Des cépages anciens ou hybrides

La recherche s'oriente également vers les espèces méditerranéennes, comme l'Assyrtiko, cépage endémique de l'île grecque de Santorin. "C'est un cépage qui vit sur l'île depuis très longtemps. Il s'est très bien adapté, alors qu'il doit tomber environ 200mm d'eau par an sur l'île. Il est possible de le cultiver en France. Mais il faut voir si ses qualités sont transposables", expllique Laurent Audeguin.

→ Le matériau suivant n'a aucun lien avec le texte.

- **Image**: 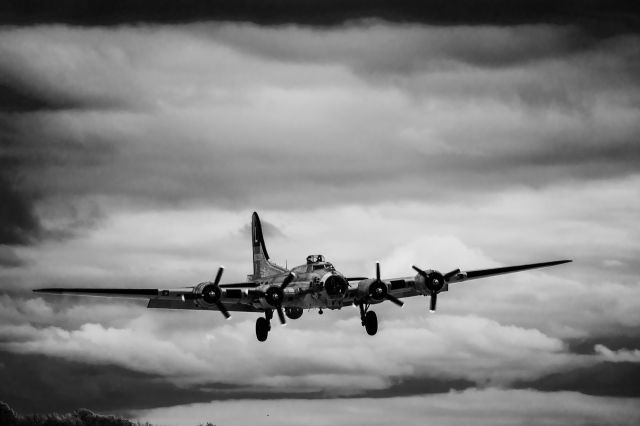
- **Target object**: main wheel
[256,317,271,342]
[364,311,378,336]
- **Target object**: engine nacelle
[284,306,304,319]
[357,279,389,303]
[193,282,222,306]
[415,269,449,296]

Pour préparer les vignobles au réchauffement climatique, l'Institut national de l'origine et de la qualité, l'INAO, autorise l'expérimentation d'espèces anciennes ou nouvellement créées –les hybrides. Mais afin de préserver le cahier des charges des AOP, les conditions d'utilisation de ces nouvelles variétés (appelées Vifa, variétés d'intérêt à fin d'adaptation) sont strictes :

  • Elles ne doivent pas dépasser les 5% de l'encépagement d'une exploitation
  • Elles ne doivent pas représenter plus de 10% des assemblages
  • Les Vifa, sont limitées à 10 variétés par AOP et par couleur

La crainte, serait de changer les caractéristiques des AOP et donc, de modifier l'identité des terroirs français.

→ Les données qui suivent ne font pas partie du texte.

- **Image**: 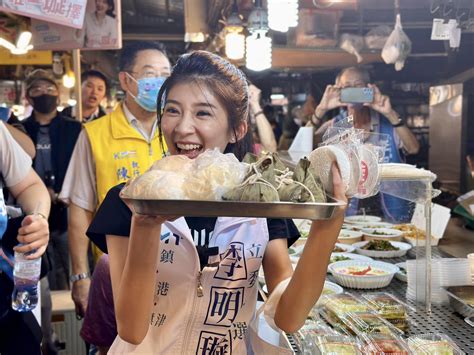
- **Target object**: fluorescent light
[246,31,272,71]
[267,0,298,32]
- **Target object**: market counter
[438,217,474,258]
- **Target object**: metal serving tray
[446,286,474,317]
[122,197,345,220]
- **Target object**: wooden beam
[272,47,382,69]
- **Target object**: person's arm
[366,84,420,155]
[107,215,164,345]
[68,203,93,317]
[9,168,51,259]
[249,85,277,152]
[264,165,347,333]
[59,130,97,317]
[5,123,36,159]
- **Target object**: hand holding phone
[340,87,374,104]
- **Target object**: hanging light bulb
[245,0,272,71]
[225,32,245,60]
[246,31,272,71]
[225,0,245,60]
[267,0,298,32]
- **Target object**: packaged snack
[408,333,464,355]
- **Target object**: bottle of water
[12,251,41,312]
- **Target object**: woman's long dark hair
[157,51,252,160]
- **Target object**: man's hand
[13,215,49,260]
[365,84,399,124]
[314,85,342,118]
[71,278,91,319]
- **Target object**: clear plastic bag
[382,14,411,71]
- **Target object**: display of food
[316,335,360,355]
[362,292,408,331]
[361,240,399,251]
[352,240,412,258]
[337,229,362,244]
[408,333,464,355]
[361,228,403,241]
[361,334,411,355]
[121,149,248,200]
[341,312,403,335]
[392,224,439,246]
[329,260,399,289]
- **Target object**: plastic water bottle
[12,251,41,312]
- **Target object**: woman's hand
[13,215,49,260]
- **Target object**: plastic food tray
[122,197,345,220]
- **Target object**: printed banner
[0,0,87,29]
[30,0,122,50]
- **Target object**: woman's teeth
[176,143,202,150]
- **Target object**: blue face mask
[127,73,166,112]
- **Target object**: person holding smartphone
[311,67,420,222]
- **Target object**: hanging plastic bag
[364,25,392,49]
[339,33,364,63]
[382,14,411,71]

"L'enjeu, c'est de conserver la culture de la vigne et vins tels qu'on les produit aujourd'hui, déclare Nicolas Garcia, directeur du Syndicat des vins Côte de Provence. C'est-à-dire des vins secs, aromatiques, clairs. On veut maintenir cette complexité, cette acidité, cette fraîcheur, sur laquelle le consommateur se retrouve."

Trouver une continuité 

L'appellation est en pointe sur la question et mène des expérimentations depuis six ans. Trois nouveaux cépages y sont étudiés. En 2024, les premières bouteilles de Côtes de Provence issues de Vifa verront le jour. "On y va lentement, pour observer le vin qu'on obtient, voir si son identité peut changer", précise Olivier Nasles, président du comité national de l'agriculture biologique de l'INAO.

"On ne sait pas ce que c'est, le goût d'avant. Si le goût du vin évolue avec le climat, il faut s'isncrire dans un continuum", estime Laurent Adeguin.

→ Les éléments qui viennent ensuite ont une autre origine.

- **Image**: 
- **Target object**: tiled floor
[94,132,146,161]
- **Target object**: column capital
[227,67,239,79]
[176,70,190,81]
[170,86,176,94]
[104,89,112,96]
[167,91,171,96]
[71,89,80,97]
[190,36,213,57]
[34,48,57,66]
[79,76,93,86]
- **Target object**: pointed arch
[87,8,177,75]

Dans les Côtes de Provence, d'autres pistes sont également étudiées pour adapter le vignoble aux enjeux climatiques. Comme le travail sur la nature des sols, afin que les vignes absorbent davantage l'eau et les micronutriments. Ou des tentatives pour limiter l'évapotranspiration de la vigne et la maintenir suffisamment hydratée.

Nicolas Garcia le reconnaît : "Travailler avec le vivant dans un monde qui bouge, ce n'est quand même pas simple.".